The stock market has been hovering around 10,000 for about four weeks showing signs of stability, but the overwhelming majority on my roster of advisors, clients, and principals are anticipating an immediate decline in the stock market. The obviousness of impending super- inflation has some, if not most, that have recovered significantly in the stock market, heading toward raw land investments with excess liquidity. Watching their money erode in a 3% CD is not going to be tolerated by investors who kept their powder dry through the recent storm. The commercial real estate playbook looks sketchy according to most investors, but the raw land market is ripening on the vine and some deals are ready for picking. Many of the sellers, who did not sell prior to the decline in the market, are still attempting to field offers. We are seeing major pricing corrections on older listings and more realistic asking prices on new listings. The banks have been given money they are now loaning at sub-five percent interest rates on long-term loans to credit-worthy buyers. Who would have known gold would be this high? Oil appears to be stabilized in the mid-70's to mid-80s. These interest rates won't stay low forever so the time to buy is now. There are buyers pulling out of the stock market and making offers on land, but they are being deliberate and selective.

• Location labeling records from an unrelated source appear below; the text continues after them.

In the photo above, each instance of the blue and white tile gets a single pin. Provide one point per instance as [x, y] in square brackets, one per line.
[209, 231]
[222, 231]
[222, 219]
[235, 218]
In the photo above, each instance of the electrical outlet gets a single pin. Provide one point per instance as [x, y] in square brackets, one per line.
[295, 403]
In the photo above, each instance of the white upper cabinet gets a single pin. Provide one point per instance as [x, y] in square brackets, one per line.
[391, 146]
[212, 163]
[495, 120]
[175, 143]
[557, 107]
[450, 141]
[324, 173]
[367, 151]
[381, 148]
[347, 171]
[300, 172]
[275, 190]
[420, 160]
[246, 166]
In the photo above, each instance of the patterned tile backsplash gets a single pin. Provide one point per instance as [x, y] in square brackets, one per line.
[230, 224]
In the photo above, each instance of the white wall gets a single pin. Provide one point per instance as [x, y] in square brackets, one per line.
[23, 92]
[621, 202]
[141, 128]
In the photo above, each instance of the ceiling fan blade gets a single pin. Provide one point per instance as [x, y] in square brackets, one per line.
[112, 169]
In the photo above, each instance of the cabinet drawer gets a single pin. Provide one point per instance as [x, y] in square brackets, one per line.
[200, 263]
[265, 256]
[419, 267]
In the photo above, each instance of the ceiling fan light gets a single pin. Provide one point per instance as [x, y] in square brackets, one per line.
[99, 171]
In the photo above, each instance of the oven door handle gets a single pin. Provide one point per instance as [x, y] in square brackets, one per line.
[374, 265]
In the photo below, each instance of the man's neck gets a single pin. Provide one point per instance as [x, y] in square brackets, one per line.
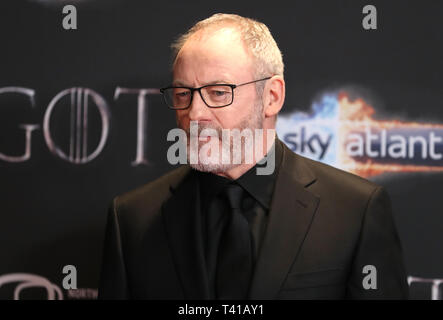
[237, 171]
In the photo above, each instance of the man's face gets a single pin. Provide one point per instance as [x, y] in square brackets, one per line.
[218, 57]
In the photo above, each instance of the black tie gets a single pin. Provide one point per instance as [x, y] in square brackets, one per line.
[234, 263]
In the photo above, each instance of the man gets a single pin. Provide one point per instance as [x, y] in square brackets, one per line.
[215, 230]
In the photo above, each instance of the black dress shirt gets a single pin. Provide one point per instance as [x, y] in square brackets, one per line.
[256, 200]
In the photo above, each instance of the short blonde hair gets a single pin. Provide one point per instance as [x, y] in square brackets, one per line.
[255, 35]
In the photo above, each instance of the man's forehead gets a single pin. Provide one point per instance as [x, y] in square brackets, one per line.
[218, 57]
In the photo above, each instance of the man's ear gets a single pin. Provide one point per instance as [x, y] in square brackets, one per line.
[273, 96]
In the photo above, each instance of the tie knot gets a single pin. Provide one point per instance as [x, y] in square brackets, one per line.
[234, 195]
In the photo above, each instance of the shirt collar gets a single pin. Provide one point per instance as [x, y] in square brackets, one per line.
[260, 187]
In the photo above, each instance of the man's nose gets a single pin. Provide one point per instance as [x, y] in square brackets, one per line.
[198, 110]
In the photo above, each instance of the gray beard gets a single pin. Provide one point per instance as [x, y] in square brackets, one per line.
[254, 121]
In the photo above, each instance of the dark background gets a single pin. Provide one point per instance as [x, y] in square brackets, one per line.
[53, 212]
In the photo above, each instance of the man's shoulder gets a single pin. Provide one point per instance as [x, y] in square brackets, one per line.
[153, 193]
[331, 178]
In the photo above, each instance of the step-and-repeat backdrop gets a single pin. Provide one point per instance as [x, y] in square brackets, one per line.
[82, 120]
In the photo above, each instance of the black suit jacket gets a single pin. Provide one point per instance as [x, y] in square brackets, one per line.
[324, 226]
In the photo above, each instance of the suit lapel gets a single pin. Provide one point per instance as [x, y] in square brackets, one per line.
[181, 214]
[291, 213]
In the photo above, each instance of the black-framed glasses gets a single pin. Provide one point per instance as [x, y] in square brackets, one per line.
[213, 95]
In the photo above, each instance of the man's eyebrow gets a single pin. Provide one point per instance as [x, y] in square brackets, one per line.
[178, 83]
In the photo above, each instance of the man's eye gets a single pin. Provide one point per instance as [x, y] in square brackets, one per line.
[219, 93]
[182, 94]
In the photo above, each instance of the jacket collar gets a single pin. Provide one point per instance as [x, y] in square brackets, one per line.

The time is now, but where? Wyoming more than other neighboring states in the west, has had a recent surge of investor interest in the late fall of 2009. Wyoming has always been one of the best places to live in this country. According to a recent article in Forbes Magazine, Wyoming is the third best state to live in preceded only by Utah and Hawaii. The state has a surplus of cash due to its coal, oil and gas reserves. We have solid infrastructure and new schools in our smallest ranching communities. Wyoming does not tax personal income so if you have a profit center in a company with high income tax, this is the state to take residency. There is no state corporate income tax. Retirement is not taxed. Wyoming is a fractional assessment state which means property tax applies to only a fraction of the full market value of the property. The average property tax on three large ranches we have listed in Wyoming is approximately 32 cents per acre. There also are several property tax relief programs available in Wyoming. The average price per deeded acre in Wyoming is still dramatically lower than in our neighboring states. Wyoming has a lower sales tax than Colorado. Wyoming also has lower property tax than Montana, and while Montana does not have a sales tax, it taxes income.

The western real estate markets are always the last to feel the effects of an economic recession, but they are also some of the first to come out of the recession. Why? As soon as buyers recover and regain confidence, they buy out west for long term investment and lifestyle. People steadily show interest in living and retiring in Wyoming. We're solid out here folks. Most of us would do anything to be able to live and raise our families here and we've been here six generations. What does that tell you? Take control of your investment, before it's too late. The time is now!